Cos’è l’autoconsapevolezza

autoconsapevolezza

In psicologia, questo concetto è definito come “la conoscenza che l’Io ha di sé stesso in quanto soggetto dell’esperienza.” Questo significa anzitutto due cose.

  1. Che ho consapevolezza nella misura in cui il mio Io – cioè la mia coscienza “consapevole” – riesce a conoscere sé stesso, e
  2. che questa conoscenza riguarda me come soggetto dell’esperienza, vale a dire che mi conosco attraverso ciò che sento, penso, sperimento, vivo momento per momento.

Per tradurre il tutto in italiano corrente, l’autoconsapevolezza è la conoscenza consapevole di quanto accade dentro di me: delle emozioni e dei pensieri, dei desideri e delle frustrazioni, eccetera, che si affollano nella mia mente.

Ora, tutti abbiamo una consapevolezza di queste cose, ma il punto è in quale misura abbiamo questa consapevolezza, e di quale qualità essa sia. Ogni persona corre il rischio di non accorgersi, o di non attribuire importanza, o di non interpretare correttamente i segnali che emergono alla coscienza e che provengono da “strati” più profondi della nostra mente.

Capita di sentire una “strana” sensazione, ricorrente in certe circostanze, o davanti a certe persone, e di non attribuirle importanza, rinunciando ad ascoltarla.
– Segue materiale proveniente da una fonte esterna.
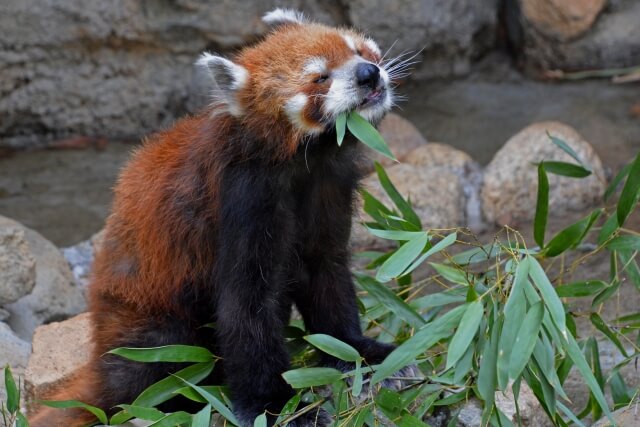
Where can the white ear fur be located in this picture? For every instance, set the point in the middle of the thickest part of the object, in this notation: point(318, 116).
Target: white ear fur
point(228, 78)
point(283, 16)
Capita anche di sentire certe emozioni, ma di non saper dare loro un nome preciso (quello che sento, cos’è, rabbia? Frustrazione? Paura? O che altro?). Capita anche di attribuire loro un nome “sbagliato”, cosicché si scambia l’aggressività che nasce dalla paura, per indignazione, o l’ansia da prestazione per pessimismo, e così via.

È come se osservassimo uno stagno, e ci accorgessimo dell’affiorare – qua e là sulla superficie dell’acqua – di bollicine d’aria. È facile dedurre che tali emissioni gassose abbiano una causa che risiede più in profondità.

Pesci? Rane in immersione? Fonti sommerse? Qualcosa che, marcendo sul fondo, produce gas? Un subacqueo?

Finché non ci immergeremo per appurarlo, sarà molto difficile saperlo.

Ma il fatto è che lo stagno… siamo noi stessi! E immergersi in noi stessi non è facile per nulla. Se per vent’anni ci trovassimo in una situazione tale per cui ci fosse impedito dalle circostanze di guardarci in uno specchio (o di specchiarci nell’acqua), ci sarebbe impossibile avere un’immagine precisa del nostro aspetto, pur immaginando benissimo di essere un po’ invecchiati.

Acquisire consapevolezza di sé richiede quindi un’applicazione costante, un sereno e adulto dialogo interiore. Ma anche così esistono degli elementi di disturbo. Il più forte dei quali è la tendenza ad autogiudicarci.

Se guardo a me stesso per “darmi la pagella” come essere umano, è quasi inevitabile che mi concentri sulle mie manchevolezze, sui miei limiti ed errori, ripensando al passato come una serie di occasioni mancate o di errori che hanno avuto conseguenze negative sulla mia vita – o addirittura su quella di chi amo, col senso di vergogna che ne deriva.

L’autoconsapevolezza ha come presupposto invece che io riesca a osservare ciò che avviene in me, e i miei comportamenti e azioni, senza giudicarmi – pur senza nascondermi che certe cose le ho azzeccate e altre no, che certi pensieri o emozioni mi hanno fatto del bene e altre del male.

È tutto il contrario della Coscienza intesa come guardiana della mia morale e della mia coerenza. È invece un’amica, che mi permette di vedere me stesso per quello che veramente sono, e identificare le aree in cui, semplicemente essendo me stesso fino in fondo, posso tornare a dare il meglio di me.

Come si vede, è un’operazione parecchio complicata, che riesce normalmente solo ai saggi e – in generale – alle persone più equilibrate (ma anche loro hanno spesso qualche difficoltà).

Ma è per questo che è stato inventato il mestiere di Coach: per fornire a quel tale che citavamo prima, che da vent’anni non vede il proprio volto, uno specchio in cui riflettersi.